Add an mzed_transpose function #8

Biffo89 · 2025-07-10T16:35:56Z

A fairly-optimised transpose function for matrices, as this is missing from Sage.

Transfers are made in order of the data in the source matrix to reduce cache misses
Buffers are used to reduce number of calls to __mzd_xor_bits, writes are done word by word
Bulk reads are done on each word in memory to reduce calls to __mzd_read_bits, then masks and shifts are applied after

Tests and benchmarks added, now memory safe with a speedup of ~4.5-12x over naive transpose.

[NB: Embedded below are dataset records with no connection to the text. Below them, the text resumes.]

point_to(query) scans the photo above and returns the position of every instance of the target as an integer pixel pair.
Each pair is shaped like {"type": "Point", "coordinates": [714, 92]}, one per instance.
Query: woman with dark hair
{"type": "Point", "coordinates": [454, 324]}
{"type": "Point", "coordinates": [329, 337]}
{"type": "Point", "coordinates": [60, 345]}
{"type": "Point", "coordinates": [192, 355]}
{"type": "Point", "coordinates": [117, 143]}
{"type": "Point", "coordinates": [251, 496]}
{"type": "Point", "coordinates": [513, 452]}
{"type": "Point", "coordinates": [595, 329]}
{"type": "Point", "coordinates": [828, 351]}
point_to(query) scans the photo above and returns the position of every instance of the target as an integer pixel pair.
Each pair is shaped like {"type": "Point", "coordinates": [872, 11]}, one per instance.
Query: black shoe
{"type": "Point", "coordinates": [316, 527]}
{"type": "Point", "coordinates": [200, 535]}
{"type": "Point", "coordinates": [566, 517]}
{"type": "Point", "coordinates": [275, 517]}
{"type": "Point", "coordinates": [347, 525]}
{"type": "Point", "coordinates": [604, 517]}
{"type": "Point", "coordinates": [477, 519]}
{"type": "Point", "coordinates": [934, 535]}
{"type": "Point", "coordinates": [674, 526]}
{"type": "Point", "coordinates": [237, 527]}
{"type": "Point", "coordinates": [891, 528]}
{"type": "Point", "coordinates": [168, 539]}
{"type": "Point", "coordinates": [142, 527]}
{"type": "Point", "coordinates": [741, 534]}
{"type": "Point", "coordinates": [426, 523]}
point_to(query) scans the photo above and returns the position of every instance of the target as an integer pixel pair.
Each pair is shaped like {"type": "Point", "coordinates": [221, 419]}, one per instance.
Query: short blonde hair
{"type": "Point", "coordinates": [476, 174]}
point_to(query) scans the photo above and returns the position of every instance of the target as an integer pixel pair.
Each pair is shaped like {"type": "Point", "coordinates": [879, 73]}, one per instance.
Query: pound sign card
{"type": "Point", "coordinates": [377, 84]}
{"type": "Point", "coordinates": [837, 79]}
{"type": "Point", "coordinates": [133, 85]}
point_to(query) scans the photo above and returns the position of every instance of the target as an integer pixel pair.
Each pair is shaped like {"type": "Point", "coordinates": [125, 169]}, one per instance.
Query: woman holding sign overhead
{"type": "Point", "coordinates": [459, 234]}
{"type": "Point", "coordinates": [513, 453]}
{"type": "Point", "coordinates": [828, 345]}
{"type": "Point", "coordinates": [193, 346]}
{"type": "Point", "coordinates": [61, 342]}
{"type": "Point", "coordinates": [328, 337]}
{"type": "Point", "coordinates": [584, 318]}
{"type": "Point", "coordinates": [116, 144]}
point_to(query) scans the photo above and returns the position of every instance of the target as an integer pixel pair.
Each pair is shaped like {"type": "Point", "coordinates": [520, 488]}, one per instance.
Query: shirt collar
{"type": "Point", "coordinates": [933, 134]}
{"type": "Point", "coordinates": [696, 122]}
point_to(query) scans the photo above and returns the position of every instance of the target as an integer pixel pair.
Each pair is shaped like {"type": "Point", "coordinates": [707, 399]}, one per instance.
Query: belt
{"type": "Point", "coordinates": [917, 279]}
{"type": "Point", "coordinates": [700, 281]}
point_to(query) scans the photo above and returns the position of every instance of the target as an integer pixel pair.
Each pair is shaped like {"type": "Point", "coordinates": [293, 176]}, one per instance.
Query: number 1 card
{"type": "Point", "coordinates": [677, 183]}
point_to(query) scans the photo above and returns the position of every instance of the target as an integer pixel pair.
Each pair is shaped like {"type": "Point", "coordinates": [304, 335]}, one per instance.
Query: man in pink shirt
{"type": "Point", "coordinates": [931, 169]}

malb · 2025-07-10T20:00:41Z

Cool, can you add tests?

malb · 2025-07-10T20:03:00Z

Since you're aiming for performance, maybe check how this compares with a transpose of a GF(2) matrix that has the same storage cost? Carlo Wood spent a lot of time making that one fast, if my memory serves.

malb · 2025-07-16T07:53:14Z

Thanks for the tests, they look good. What are the benchmark results for you?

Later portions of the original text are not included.